Dallo Statuto del Comune di Arezzo del 1327 tradotto da Attilio Droandi e pubblicato da Alberti editore
Se una donna terrà presso di sé l’uomo di un’altra o commetterà adulterio con qualcuno, dovrà essere condannata cinquanta lire.
E se qualcuno rapirà la moglie ad un altro, dovrà essere condannato a duecento lire; se qualcuno commetterà adulterio con la moglie di un altro senza che ne avvenga il ratto, dovrà essere condannato a cinquanta lire; e la donna dovrà perdere la sua dote, dovunque, di sua volontà, commetterà adulterio.
Ma se il marito tratterrà presso di sé quella sua moglie che commette adulterio dopo che quello è stato commesso, la dote in tal caso non si potrà affatto considerare perduta, anche se per quel fatto fosse avvenuta una condanna.

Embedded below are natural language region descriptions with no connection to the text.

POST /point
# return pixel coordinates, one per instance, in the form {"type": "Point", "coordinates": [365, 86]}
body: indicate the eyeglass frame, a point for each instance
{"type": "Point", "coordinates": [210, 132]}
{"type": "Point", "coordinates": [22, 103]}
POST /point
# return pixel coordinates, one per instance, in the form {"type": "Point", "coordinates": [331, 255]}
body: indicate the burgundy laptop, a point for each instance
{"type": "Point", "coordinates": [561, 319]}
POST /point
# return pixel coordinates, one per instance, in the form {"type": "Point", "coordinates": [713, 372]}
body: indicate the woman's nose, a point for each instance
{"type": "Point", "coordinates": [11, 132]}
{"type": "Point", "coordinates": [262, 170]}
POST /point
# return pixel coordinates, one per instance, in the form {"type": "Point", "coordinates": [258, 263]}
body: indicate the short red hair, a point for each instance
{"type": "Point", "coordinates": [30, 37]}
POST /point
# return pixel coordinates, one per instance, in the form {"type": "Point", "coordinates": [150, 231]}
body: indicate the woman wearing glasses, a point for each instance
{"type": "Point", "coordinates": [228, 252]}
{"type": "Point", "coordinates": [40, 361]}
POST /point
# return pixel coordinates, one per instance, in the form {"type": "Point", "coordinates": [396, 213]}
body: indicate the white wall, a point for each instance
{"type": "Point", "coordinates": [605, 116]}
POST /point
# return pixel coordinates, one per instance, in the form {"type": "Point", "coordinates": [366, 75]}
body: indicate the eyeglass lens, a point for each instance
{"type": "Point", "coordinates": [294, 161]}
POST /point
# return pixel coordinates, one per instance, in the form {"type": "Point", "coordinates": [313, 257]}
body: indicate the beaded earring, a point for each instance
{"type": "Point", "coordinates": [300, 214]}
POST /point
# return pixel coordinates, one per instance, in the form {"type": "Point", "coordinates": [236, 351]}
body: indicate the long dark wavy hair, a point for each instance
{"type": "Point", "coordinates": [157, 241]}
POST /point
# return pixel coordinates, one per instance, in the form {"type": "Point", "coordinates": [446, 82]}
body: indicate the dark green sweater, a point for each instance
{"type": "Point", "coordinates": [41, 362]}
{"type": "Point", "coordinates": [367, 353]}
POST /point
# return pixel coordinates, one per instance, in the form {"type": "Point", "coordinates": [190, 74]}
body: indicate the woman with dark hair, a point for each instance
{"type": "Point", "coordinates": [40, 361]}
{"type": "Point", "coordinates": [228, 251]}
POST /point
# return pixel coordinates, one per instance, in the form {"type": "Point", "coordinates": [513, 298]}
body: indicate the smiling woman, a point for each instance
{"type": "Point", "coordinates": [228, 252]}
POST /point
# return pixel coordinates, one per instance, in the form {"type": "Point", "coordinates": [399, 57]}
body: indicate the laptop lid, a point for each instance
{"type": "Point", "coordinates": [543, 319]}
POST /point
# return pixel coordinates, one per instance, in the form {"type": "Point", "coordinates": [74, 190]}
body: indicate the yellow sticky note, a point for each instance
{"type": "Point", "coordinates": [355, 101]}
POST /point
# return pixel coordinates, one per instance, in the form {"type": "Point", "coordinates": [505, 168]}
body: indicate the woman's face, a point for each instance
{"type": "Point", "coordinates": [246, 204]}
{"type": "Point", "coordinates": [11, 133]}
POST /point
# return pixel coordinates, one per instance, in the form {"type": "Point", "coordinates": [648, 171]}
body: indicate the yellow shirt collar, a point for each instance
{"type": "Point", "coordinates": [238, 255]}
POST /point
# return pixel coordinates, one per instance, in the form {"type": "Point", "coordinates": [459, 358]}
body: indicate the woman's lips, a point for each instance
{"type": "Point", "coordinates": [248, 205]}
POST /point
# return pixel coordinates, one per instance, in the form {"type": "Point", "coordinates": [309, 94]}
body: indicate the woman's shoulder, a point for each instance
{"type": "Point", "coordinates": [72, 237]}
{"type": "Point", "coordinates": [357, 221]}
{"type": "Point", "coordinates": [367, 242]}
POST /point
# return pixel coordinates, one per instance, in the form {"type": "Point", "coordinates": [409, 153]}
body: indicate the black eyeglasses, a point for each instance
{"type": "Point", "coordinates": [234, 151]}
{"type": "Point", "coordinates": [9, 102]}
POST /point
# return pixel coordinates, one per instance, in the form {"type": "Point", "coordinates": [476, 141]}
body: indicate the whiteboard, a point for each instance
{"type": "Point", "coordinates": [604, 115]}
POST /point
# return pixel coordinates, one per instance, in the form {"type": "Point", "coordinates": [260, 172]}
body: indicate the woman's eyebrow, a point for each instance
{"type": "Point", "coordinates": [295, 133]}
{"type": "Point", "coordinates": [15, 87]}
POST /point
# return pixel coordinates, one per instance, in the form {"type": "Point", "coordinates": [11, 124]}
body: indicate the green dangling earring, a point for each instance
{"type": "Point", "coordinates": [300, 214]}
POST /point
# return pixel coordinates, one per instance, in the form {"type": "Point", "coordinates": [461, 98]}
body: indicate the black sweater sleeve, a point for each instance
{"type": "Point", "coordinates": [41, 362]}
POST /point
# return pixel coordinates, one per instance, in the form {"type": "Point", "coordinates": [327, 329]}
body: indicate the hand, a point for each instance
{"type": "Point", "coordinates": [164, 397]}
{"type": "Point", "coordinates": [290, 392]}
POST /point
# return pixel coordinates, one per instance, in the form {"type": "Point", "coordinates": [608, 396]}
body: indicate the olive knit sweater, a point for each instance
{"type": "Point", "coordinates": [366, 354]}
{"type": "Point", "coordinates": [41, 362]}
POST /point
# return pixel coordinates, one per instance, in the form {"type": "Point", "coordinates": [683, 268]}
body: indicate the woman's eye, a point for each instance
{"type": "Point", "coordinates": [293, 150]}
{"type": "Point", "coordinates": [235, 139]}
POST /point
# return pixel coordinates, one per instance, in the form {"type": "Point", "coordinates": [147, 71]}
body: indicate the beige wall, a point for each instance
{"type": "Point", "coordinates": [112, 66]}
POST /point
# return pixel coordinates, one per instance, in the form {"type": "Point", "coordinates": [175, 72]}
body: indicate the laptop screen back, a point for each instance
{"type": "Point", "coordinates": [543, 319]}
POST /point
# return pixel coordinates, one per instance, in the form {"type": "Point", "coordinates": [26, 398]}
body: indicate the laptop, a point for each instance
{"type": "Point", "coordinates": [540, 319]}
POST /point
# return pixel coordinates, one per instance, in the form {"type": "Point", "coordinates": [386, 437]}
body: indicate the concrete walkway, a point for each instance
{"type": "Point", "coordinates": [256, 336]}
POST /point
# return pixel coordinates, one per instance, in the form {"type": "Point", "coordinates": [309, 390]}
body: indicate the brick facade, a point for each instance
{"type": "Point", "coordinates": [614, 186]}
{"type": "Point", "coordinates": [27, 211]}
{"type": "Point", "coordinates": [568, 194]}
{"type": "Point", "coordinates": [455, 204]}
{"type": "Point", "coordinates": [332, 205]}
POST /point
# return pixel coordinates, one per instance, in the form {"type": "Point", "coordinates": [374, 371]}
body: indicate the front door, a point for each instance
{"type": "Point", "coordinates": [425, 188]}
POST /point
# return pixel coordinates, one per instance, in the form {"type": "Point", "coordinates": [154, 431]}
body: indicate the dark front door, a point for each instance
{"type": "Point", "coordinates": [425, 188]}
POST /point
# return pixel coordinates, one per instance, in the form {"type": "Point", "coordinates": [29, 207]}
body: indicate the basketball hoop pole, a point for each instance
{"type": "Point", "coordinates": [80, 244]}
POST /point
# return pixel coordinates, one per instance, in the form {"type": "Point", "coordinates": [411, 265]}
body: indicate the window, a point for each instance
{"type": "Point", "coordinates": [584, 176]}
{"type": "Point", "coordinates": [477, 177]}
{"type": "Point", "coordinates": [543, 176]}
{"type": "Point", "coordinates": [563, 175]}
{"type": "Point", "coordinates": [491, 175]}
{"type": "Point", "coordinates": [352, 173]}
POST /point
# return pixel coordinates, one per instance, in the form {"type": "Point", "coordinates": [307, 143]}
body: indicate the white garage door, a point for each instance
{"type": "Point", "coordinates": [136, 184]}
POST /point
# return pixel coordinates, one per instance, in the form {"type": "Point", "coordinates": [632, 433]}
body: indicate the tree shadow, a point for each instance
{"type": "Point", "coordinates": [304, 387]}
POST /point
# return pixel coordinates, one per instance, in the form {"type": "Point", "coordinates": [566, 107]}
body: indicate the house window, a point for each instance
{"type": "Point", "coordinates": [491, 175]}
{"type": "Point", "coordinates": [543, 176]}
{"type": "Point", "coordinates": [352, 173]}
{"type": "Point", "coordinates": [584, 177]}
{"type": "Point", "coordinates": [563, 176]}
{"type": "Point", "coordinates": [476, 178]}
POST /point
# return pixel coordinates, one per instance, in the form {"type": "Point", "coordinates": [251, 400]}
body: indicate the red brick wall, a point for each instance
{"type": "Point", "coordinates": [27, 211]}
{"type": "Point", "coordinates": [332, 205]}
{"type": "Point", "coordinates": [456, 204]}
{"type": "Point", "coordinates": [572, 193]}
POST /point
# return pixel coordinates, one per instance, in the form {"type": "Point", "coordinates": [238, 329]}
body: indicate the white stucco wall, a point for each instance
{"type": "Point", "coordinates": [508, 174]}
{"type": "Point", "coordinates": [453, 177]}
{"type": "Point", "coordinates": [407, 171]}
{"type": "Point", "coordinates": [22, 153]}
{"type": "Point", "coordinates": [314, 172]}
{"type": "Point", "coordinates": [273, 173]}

Se qualcuno, con la forza, vorrà possedere, o avrà posseduto una donna non sposata, dovrà essere condannato a cinquanta lire, e se essa era maritata a cento lire, se essa era di vita onesta e di buona reputazione.
Se poi qualcuno, pur avendo una moglie, contrarrà matrimonio con un’altra donna, dovrà essere condannato a cinquanta lire.
E se qualcuno, in qualche questione, farà opposizione contro sua moglie dicendo di averne un’altra, e non ne darà la prova entro un mese, dovrà essere condannato a venticinque lire per il comune di Arezzo e altre venticinque per sua moglie, e lo stesso si deve osservare per la moglie se farà opposizione contro suo marito.
E su nessun adulterio, stupro o incesto si potrà inquisire o altrimenti procedere, se non sarà avanzata un’accusa da parte del padre o della stessa donna, del marito, del fratello o del figlio della medesima.